まずは、惑星形成の概略を簡単に紹介しましょう。恒星が生まれる際に、そのまわりをまわるガス円盤(正式には原始惑星系円盤)が同時につくられます。天文観測により、このガス円盤は数多く発見されています。そのガス円盤の中で、氷やシリケイトを主成分とする星間ダストが集まった結果、10km程度のサイズの微惑星と呼ばれる天体が無数につくられます。次に、これら微惑星が互いの重力で引き合いながら,衝突合体を繰り返し成長していきます。そして、最終的に地球や金星のような主に岩石でできた内惑星達がつくられます。一方,外側の領域では惑星はより大きく成長でき、その強力な重力で原始惑星系円盤のガスを吸い込んでまとうようになりました.この様につくられたのが,大量の水素ガスを持つ木星,土星などの外惑星です.このようなシナリオで我々の太陽系の惑星達の起源はほぼ説明できます。このシナリオに沿って、惑星形成論は1960年代より純粋理論として発展してきました。
上で説明した惑星形成過程において、重力による微惑星の衝突合体過程は力学的な問題であり、大規模数値計算により扱いやすい問題です。私を含めた東工大のグループは、数値的に個々の粒子の軌道を計算し合体成長を追う「N体計算」という手法で、惑星成長過程を精密に調べてきました。惑星が合体成長していく様子は、天文観測からあまり情報が得られていません。(但し、以下参照。)そのため、理論的に信頼性の高い結果を出す必要があり、直接すべての天体の軌道を数値的に追うN体計算が、強力な手段であったわけです。我々のグループが大規模なN体計算を行ってきた結果、初期の微惑星分布の条件を決めれば最終的にどのような惑星ができるかを予言できる、という段階にまで現在研究は進んでいます。

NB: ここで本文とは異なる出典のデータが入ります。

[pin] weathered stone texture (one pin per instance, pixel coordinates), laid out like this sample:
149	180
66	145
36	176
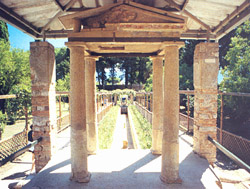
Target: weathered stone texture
90	67
206	67
157	105
170	141
78	139
42	65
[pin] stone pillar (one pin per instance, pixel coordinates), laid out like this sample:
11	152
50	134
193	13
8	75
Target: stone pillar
43	72
206	67
170	142
78	140
157	105
90	68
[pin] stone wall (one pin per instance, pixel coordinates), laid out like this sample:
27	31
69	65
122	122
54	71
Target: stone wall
206	67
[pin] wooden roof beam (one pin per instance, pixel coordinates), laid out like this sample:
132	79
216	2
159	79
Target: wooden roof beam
58	4
59	13
15	18
243	16
175	5
187	13
238	10
184	5
180	8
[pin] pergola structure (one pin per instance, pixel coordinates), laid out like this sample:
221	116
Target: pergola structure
125	28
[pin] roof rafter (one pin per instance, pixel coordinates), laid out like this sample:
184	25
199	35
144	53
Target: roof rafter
187	13
59	4
16	18
184	5
237	20
174	4
232	15
60	12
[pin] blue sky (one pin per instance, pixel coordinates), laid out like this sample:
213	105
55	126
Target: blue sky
18	39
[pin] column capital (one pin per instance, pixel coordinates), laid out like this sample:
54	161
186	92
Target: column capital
178	44
157	57
92	57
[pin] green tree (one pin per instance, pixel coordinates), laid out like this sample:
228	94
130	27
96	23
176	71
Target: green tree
236	75
62	62
4	34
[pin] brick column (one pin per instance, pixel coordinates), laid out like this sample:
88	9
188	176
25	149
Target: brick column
157	105
90	68
42	65
79	154
170	141
206	67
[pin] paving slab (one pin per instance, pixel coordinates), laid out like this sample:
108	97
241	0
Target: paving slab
125	168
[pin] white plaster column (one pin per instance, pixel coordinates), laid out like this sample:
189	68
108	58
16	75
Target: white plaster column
90	78
157	104
170	142
79	153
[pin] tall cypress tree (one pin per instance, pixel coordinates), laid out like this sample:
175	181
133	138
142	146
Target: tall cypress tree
4	34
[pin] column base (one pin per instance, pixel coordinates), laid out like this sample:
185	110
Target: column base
92	152
171	181
81	179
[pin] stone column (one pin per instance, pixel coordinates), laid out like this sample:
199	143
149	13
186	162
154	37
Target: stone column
90	68
157	105
43	71
79	153
170	142
206	67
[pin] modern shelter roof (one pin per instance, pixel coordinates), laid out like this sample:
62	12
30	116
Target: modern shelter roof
39	18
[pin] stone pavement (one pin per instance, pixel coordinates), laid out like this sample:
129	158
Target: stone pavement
116	168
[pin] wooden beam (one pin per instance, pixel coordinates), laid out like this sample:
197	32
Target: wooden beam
196	19
58	4
81	4
184	5
59	13
239	9
175	5
123	54
10	16
97	3
236	21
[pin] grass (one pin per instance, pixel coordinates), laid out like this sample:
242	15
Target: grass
143	128
106	128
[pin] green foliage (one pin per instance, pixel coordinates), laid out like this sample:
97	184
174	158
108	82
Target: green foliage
62	63
143	128
15	107
4	34
236	75
149	84
106	128
2	123
63	84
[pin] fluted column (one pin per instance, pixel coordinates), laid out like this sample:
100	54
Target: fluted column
157	105
90	68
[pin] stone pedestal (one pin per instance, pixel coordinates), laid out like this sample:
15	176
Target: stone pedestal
90	68
79	153
157	105
42	65
206	67
170	141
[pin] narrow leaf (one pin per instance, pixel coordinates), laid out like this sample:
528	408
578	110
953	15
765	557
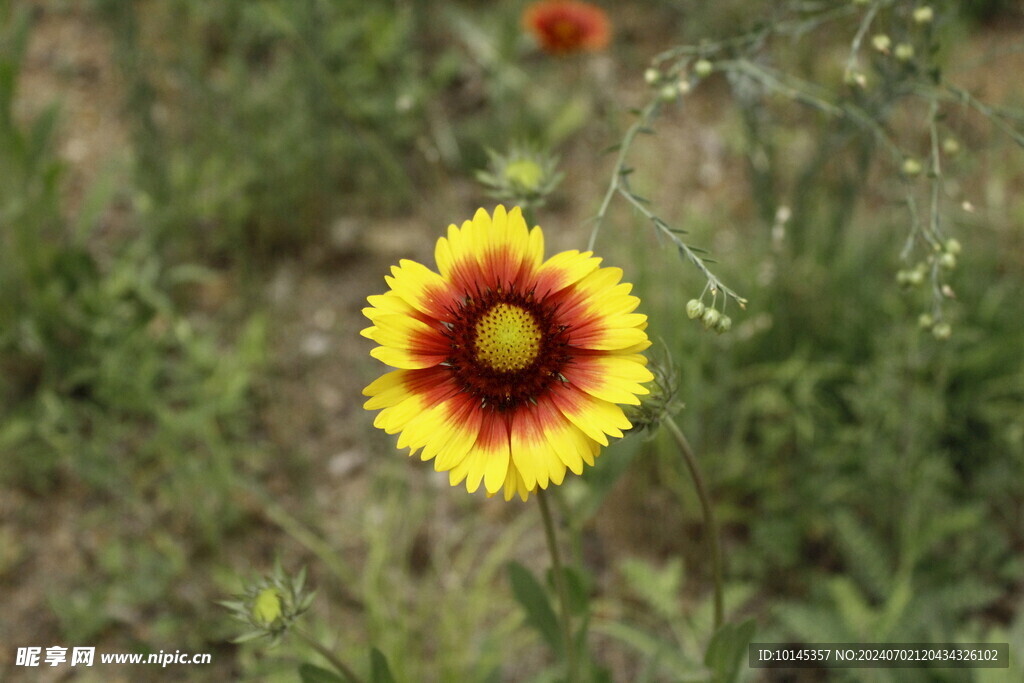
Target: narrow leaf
534	599
727	650
310	674
379	671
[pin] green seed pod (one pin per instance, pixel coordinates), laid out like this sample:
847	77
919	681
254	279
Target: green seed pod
694	309
711	317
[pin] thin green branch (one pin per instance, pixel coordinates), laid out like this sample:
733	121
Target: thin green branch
572	671
711	526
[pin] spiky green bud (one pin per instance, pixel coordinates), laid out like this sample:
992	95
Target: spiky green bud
694	309
924	14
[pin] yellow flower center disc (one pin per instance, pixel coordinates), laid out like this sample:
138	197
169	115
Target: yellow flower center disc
507	338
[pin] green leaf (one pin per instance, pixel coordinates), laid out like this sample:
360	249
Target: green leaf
534	599
379	671
310	674
727	650
578	584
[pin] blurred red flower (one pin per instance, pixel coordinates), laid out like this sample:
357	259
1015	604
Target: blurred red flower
562	27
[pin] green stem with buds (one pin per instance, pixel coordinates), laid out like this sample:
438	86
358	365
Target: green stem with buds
711	527
572	671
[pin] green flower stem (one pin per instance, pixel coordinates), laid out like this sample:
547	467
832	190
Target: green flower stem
328	654
572	674
711	527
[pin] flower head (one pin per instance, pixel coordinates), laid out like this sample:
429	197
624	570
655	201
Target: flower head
562	27
510	368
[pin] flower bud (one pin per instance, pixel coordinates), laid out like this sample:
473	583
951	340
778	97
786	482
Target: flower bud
924	14
911	166
904	52
852	77
694	309
266	607
711	317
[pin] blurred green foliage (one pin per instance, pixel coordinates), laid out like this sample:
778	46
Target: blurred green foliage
869	480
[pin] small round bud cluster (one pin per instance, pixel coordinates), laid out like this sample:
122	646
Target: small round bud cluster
913	276
712	318
904	51
942	331
854	77
924	14
270	604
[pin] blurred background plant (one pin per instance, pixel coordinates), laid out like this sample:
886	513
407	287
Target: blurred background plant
179	312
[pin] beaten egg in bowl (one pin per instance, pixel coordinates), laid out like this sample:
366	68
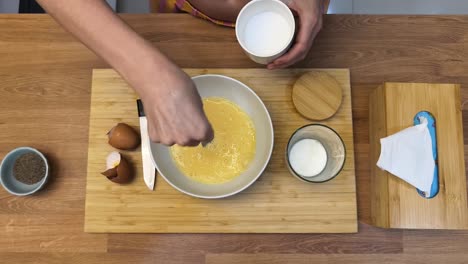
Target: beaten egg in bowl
230	152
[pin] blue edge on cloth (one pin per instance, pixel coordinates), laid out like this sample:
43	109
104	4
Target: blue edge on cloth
431	125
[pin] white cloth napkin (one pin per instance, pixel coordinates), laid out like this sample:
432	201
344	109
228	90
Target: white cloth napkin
408	155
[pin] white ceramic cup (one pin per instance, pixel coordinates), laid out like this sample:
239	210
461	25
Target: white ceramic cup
265	29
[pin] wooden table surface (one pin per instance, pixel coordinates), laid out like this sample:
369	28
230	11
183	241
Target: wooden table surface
45	80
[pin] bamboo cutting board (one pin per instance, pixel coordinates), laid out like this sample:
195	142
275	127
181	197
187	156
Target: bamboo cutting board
276	203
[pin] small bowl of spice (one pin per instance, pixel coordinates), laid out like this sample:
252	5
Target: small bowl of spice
24	171
315	153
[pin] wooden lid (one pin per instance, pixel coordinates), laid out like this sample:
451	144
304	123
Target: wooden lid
317	95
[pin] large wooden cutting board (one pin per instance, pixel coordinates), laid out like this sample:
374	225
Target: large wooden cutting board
276	203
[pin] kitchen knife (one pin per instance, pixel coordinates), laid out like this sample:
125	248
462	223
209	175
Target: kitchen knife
149	171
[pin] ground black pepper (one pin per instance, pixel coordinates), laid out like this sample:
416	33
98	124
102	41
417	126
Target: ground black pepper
29	168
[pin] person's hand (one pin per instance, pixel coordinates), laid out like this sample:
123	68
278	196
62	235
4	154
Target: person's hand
174	109
310	22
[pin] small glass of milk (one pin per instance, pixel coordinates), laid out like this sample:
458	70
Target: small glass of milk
265	29
315	153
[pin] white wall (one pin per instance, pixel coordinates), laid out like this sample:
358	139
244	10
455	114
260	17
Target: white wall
12	6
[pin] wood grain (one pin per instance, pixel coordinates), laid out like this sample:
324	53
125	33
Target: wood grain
317	95
329	259
276	203
395	203
46	74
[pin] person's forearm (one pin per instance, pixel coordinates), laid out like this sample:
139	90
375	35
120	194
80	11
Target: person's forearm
95	24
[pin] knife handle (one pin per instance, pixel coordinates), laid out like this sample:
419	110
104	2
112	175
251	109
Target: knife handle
141	110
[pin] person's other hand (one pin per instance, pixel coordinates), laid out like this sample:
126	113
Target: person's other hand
310	22
174	109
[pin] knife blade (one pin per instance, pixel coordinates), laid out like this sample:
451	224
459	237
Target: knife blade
149	171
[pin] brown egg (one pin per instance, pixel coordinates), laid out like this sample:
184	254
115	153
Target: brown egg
118	168
124	137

一方、星間ダストから微惑星をつくる過程、すなわち、微惑星成長の初期条件を決める段階ですが、これについては、まだわからない点が多くあります。私自身も数年前からダスト粒子の成長の研究に取り組み始めました。ダスト粒子は円盤内で輻射の放射・吸収を支配するので、ダスト成長によってガス円盤の温度構造や熱放射は大きく変化します。また一方、若い星の周りのガス円盤の天文観測は、様々な天体に対し様々な波長で行われており、その観測データから含まれるダスト粒子についての情報を得ることが可能になります。実際、近年の望遠鏡の高分解能・高感度化により、ダストサイズに関する情報が得られるようになりました。近い将来、日本の赤外天文衛星ASTRO-Fや日米欧共同で計画中の大型電波干渉計ALMAからの豊富な観測データによって、ガス円盤内のダスト粒子の姿が格段に明らかにされていくことでしょう。ガス円盤におけるダスト成長は、純粋理論から実証的科学に変わりつつあるとも言えます。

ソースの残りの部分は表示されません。